>Hello,
>On Tue, Sep 21, 2010 at 12:01 AM, Jose Antonio Garcia Peiro
><jgpeiro at gmail.com> wrote:
>> I think that the problem is at internal representation or at internal order. When
>> I debug the code, same expression prints differ.
>> ex test = pow(log(x),2)/x;
>> cout << test;
>> // sometimes x^(-1)*log(x)^2
>> // other sometimes log(x)^2*x^(-1)
>Works as designed. This behavior is documented in the manual
>(section 5.7.2, titled as 'Expanding and collecting'): "Again,
>since the canonical form in GiNaC is not easy to guess you
>should be prepared to see different orderings of terms in such
>sums!". Also it has been explained on this mailing list several
>(quite a number, actually) times, see e.g.
> http://www.cebix.net/pipermail/ginac-list/2010-April/001598.html
> http://www.ginac.de/pipermail/ginac-list/2008-August/001403.html
>> How I can force GiNaC to unique representation?
>You can't.
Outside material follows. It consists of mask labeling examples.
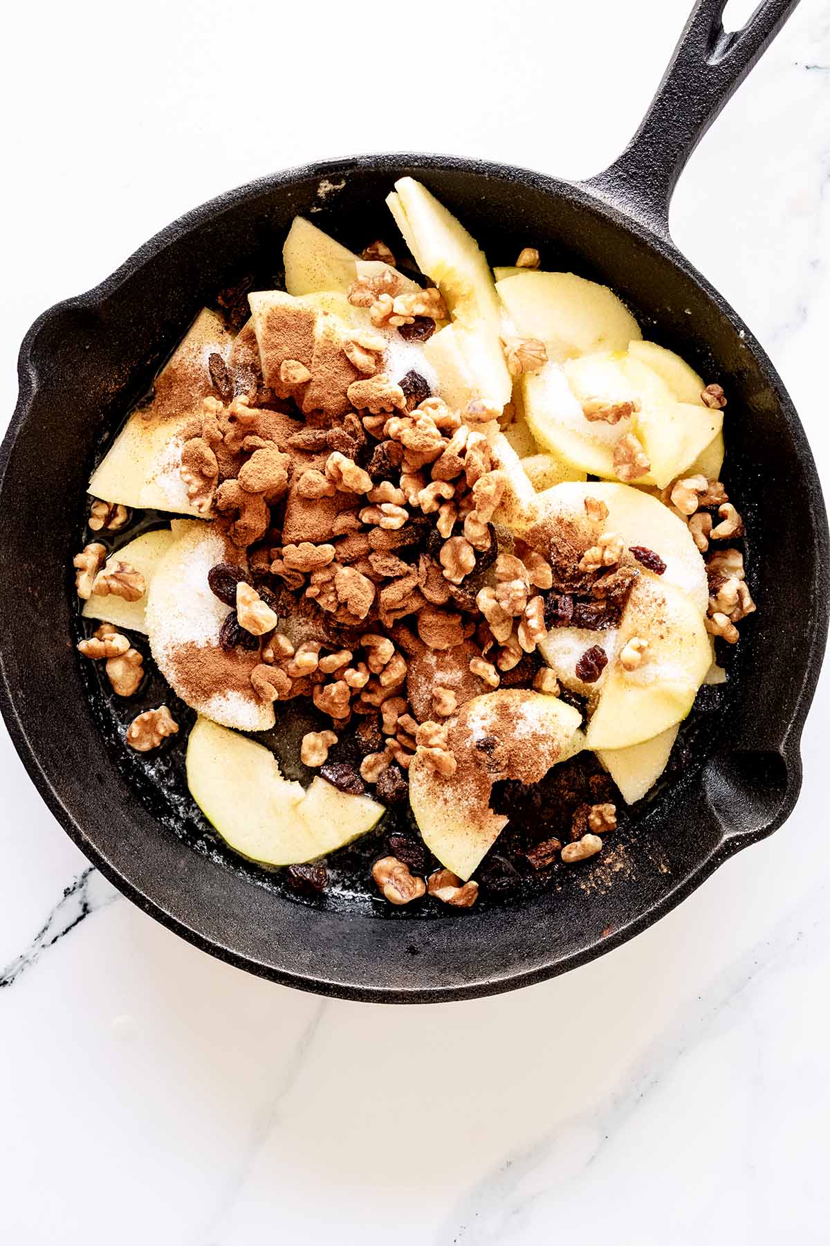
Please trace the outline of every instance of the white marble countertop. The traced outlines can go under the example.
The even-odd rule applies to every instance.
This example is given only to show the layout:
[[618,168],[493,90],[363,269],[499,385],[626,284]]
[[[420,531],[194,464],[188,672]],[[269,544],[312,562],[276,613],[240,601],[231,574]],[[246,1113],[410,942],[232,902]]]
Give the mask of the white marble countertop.
[[[14,6],[2,411],[39,312],[229,186],[370,150],[596,171],[687,5]],[[805,2],[693,157],[672,228],[772,354],[830,480],[829,136],[830,15]],[[324,1002],[182,942],[88,867],[4,733],[0,1236],[826,1242],[829,729],[825,678],[789,824],[656,927],[557,981],[428,1008]]]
And there's no need to do so. Instead fix the (buggy)
>code which makes assuptions about term ordering.
>> I am try to test expressions with "match", but it not works
>> always with the same expression.
>Could you please post the actual expression and the pattern,
>so I can make a (more) specific suggestion?
>Best regards,
> Alexei
>You can't. And there's no need to do so. Instead fix the (buggy)
>code which makes assuptions about term ordering.
mmm, I write about 50 lines with these assumptions, and i think that is
not easy to correct....:-(
>Could you please post the actual expression and the pattern,
>so I can make a (more) specific suggestion?
The code try to find the integral of a function. The code include all basic integration rules, for the function log(x)^2*x^(-1) apply these rule.
ex f = pow(log(x),2)/x; // case a: f = x^(-1)*log(x)^2, case b: log(x)^2*x^(-1)
ex w0, w1, w2;
exmap m;
if( f.match( pow(wild(0),wild(1))*wild(2), m ) || f.match( pow(wild(0),wild(1)), m ) ){
// int( f^c*f', x) = f^(c+1)/(c+1) or ln(f) if c == -1
w2 = 1;
for( exmap::const_iterator i=m.begin(); i!=m.end(); ++i){
if (i->first.is_equal(wild(0)) ) w0 = i->second; // f
else if (i->first.is_equal(wild(1)) ) w1 = i->second; // c
else if (i->first.is_equal(wild(2)) ) w2 = i->second; // f'
}
if( has(w0,x) && !has(w1,x) ){ // f depends on x and c is constant
ex dw0 = w0.diff(x,1);
if( !dw0.is_equal(0) ){ // prevents division by 0
if( !has(w2/dw0,x) ){
if( w1.is_equal(-1) ){ //check if c == -1
return log( w0 ) * (w2/dw0);
}else{
return pow( w0, w1+1 )/(w1+1) * (w2/dw0);
}
}
}
}
}
In case a: f = x, c = -1, and f' = log(x)^2, the code cannot compute the integral because f'/df = w2/dw0 = (log(x)^2)/(-x^-2) has the term 'x' and it cannot move out of integral.
In case b: f = log(x), c = 2, f' = x^(-1), the code can compute integral because f'/df = w2/dw0 = x^(-1)/x^(-1) do not have the term 'x' and it can move out of integral.
The code fails because I assume that the product w2 dont have powers.